Diplomatic friendships are tricky by design. Leaders are often thrust into defending the actions or statements of their ‘friends’ which they wouldn’t normally agree with. On this troubled island, no diplomatic friendship has been more important or more frustrating than that which we have with Britain.
This island, as it has been before, is at a crossroads.
The centenary of partition has seen unionism in turmoil, loyalist communities adrift, and the rumbling thunder of a border poll in the wake of the Brexit lightning bolt.
And, while we watch closely for the future, the past continues to dominate and Britain’s legacy in Northern Ireland is shoved most unwillingly under Westminster’s nose once more. Fifty years later, the families of those murdered in Ballymurphy received official word of what they had always known — that their loved ones were innocent, shot down with no justification, only to receive the most paltry of apologies.

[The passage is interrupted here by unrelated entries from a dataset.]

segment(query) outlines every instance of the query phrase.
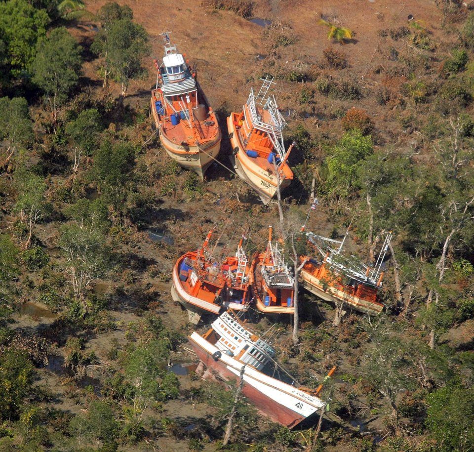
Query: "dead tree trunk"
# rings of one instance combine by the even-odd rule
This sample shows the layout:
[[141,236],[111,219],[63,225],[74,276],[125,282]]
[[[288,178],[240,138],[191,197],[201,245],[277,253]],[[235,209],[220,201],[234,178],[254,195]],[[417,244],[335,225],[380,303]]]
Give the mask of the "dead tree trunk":
[[231,414],[229,416],[229,421],[227,422],[227,427],[226,428],[226,434],[224,437],[224,441],[222,442],[223,446],[227,446],[229,443],[229,440],[231,439],[231,435],[232,434],[232,427],[234,425],[234,418],[237,412],[237,404],[239,399],[240,398],[240,394],[242,393],[242,389],[243,388],[243,373],[245,371],[245,365],[242,366],[240,369],[240,379],[238,382],[238,386],[236,389],[236,397],[234,399],[234,405],[232,407],[232,411],[231,411]]
[[321,409],[321,413],[319,414],[319,420],[317,421],[317,427],[316,427],[316,431],[315,432],[315,440],[317,439],[319,436],[319,433],[321,431],[321,426],[322,425],[322,418],[324,415],[324,411],[326,411],[326,407],[327,404],[324,404]]
[[332,322],[333,327],[337,327],[341,323],[341,320],[342,318],[342,310],[344,308],[344,304],[343,303],[336,303],[336,315],[334,316],[334,320]]

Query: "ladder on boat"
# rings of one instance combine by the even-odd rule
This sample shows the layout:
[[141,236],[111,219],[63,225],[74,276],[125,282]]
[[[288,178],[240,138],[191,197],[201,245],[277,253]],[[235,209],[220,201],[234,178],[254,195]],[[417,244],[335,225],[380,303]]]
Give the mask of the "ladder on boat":
[[255,103],[263,107],[267,102],[267,94],[268,92],[268,90],[270,89],[272,85],[276,84],[276,83],[273,81],[273,77],[272,78],[271,80],[269,80],[268,76],[267,76],[265,79],[260,79],[260,80],[263,81],[263,83],[262,84],[260,91],[259,91],[258,94],[257,94],[257,97],[255,98]]
[[245,251],[240,246],[237,250],[236,257],[238,258],[238,261],[237,263],[237,271],[236,272],[236,281],[238,281],[239,278],[240,278],[240,286],[241,286],[245,282],[245,269],[247,268],[248,261],[247,260],[247,256],[245,255]]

Only a Conservative government which would renege on fragile agreements, propose an amnesty for their troops, and vote against their own interest in the name of ‘sovereignty' would deem it appropriate to insult the children of murdered parents and lie about the apology.
And so, into the breach, Taoiseach Micheál Martin travelled, like many before him, to shake the hand (or bump the elbow) with his opposite number — opposite being the operative word.

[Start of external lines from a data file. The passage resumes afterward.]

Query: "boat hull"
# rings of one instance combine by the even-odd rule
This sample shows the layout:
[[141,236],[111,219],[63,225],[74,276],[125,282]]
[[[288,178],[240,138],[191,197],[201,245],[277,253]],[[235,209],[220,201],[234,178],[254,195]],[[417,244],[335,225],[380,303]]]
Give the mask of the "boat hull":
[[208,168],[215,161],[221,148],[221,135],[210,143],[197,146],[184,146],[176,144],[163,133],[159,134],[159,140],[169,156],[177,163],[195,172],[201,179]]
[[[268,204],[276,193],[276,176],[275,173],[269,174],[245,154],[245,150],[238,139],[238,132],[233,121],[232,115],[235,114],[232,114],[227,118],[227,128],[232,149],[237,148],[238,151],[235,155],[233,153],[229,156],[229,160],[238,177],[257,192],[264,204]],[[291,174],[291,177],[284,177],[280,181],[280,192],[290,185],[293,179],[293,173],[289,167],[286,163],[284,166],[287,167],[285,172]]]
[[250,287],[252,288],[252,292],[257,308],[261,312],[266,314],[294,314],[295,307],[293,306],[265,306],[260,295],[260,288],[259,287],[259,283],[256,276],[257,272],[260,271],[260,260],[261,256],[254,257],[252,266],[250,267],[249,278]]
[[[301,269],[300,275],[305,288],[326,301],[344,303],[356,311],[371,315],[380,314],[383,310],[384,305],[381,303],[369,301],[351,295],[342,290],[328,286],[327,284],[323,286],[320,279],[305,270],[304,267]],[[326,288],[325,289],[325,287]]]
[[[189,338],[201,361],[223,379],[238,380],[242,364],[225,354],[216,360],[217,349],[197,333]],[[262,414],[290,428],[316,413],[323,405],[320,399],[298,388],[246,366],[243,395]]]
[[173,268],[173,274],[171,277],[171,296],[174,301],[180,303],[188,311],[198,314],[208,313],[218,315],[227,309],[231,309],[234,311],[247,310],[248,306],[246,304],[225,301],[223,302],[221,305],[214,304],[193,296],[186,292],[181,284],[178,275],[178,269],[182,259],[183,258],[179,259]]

The thoughtful and analytical Cork man went to persuade the bombastic British prime minister that perhaps when it’s found your nation has unjustly killed its own citizens, it is best practice as a leader to acknowledge that finding.
Though Mr Martin tells us the British prime minister is “fully appraised” of the situation, he said, “I think he does understand it ... now.”
Mr Martin might be the perfect person to carry out this diplomatic wrestling match, as a teacher who has probably more than enough experience educating class clowns who already believe they know everything.
The post-Brexit relationship between Ireland and Britain has been strained and all moves towards repairing and ‘resetting’ as Martin labelled it, must be thoughtful and analytical too.
These meetings, though fewer than they used to be, will decide the fate of our nations, how our friends treat us in the future and should be seen as of the utmost importance.
As former taoiseach Sean Lemass, dead 50 years this week, once said: “A defeatist attitude now would surely lead to defeat ... We can’t opt out of the future.”